Hard sciences, social sciences, society and political ideology change and evolve over time. Invoking eugenics (which, btw, was apparently liked by conversatives, too, just ask Herr Adolf) or attacking 1960s or 1930s liberalism is exactly the same tactic that Creationists use when they attack the theory as described in the Origin instead of CURRENT evolutionary theory.

What happened in the past 30-40 years or so is that much of hard sciences, social sciences, society and liberal political ideology have moved from linear hierarchical thinking to non-linear interactionist thinking.
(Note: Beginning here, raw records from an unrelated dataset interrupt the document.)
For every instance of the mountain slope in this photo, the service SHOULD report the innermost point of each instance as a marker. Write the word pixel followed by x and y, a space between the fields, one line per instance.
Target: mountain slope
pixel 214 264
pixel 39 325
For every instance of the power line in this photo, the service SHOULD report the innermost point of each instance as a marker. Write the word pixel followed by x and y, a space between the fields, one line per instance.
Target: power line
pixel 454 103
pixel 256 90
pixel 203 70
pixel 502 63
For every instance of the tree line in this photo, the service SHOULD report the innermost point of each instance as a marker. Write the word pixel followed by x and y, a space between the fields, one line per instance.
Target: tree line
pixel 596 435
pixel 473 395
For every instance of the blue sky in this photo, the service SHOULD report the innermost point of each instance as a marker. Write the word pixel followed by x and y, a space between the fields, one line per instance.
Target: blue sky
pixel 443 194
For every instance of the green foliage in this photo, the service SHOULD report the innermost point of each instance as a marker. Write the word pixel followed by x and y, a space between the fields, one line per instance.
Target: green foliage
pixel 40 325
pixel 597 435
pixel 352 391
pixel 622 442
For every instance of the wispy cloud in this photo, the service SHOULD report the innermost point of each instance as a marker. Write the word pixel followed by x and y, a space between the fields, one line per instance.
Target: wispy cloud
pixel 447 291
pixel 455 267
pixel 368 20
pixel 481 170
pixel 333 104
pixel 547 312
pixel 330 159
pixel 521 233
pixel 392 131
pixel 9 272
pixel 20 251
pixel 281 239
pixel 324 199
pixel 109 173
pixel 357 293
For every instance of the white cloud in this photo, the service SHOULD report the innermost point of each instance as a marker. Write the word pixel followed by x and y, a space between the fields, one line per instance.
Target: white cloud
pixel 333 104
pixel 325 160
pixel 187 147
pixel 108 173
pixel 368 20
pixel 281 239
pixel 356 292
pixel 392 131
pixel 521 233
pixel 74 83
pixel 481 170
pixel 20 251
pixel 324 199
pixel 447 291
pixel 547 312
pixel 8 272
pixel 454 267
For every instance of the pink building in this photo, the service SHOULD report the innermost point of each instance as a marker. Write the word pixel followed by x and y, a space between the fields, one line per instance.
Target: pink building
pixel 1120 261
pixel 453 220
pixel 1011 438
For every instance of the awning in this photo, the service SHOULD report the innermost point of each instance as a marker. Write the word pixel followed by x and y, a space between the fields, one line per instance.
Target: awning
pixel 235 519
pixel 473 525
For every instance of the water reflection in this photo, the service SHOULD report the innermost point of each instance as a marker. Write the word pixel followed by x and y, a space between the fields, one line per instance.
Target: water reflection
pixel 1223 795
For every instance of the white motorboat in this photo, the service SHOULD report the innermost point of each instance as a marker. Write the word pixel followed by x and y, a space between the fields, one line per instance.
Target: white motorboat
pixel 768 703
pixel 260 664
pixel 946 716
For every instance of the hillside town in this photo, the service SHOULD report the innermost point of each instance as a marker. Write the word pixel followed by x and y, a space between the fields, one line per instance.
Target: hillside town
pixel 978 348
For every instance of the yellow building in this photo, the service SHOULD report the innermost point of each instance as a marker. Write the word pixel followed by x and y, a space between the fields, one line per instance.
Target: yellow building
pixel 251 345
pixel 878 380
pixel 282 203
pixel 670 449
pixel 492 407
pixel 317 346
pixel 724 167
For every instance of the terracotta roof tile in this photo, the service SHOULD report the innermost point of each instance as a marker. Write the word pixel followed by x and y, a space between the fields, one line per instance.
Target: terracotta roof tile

Liberals have embraced this change BECAUSE it eliminates some errors of historical liberalism (e.g,. of the 1930s or 1960s). Not all have changed, though. Lieberman is a dinosaur, and so are many others in the Democratic leadership. Some of the Feng-Shui liberals I criticized above are likewise stuck in the 1960s.

Embracing this change also helps liberalism form a unified, internally consistent ideology, in place of its usual issue-by-issue catalogue of stands.

However, conservatism CANNOT change and get modern and current because hierarchy is the ESSENCE of conservatism. Attempts to modernize weaken conservatism as it is forced to accept liberal views on individual issues (see Europe).

BushCo chose the opposite tactic - keep conservatism logically consistent and intact, thus, in the process, stopping the evolution of all political thought, of science and of society - keeping the status quo indefinitely. Systematic attack on science is a neccessary strategy, actually central strategy for that endeavor to succeed.

Conservatism is violently lashing out like a wounded beast feeling its own impending demise. It is still dangerous. If we are not careful it can kill us. If that happens, history stops, returns to 18th century norms, and persists in that state for a long time. We just have to win this fight, defeat this beast once for all, in order to save the Enlightement and allow the world to move on into the future.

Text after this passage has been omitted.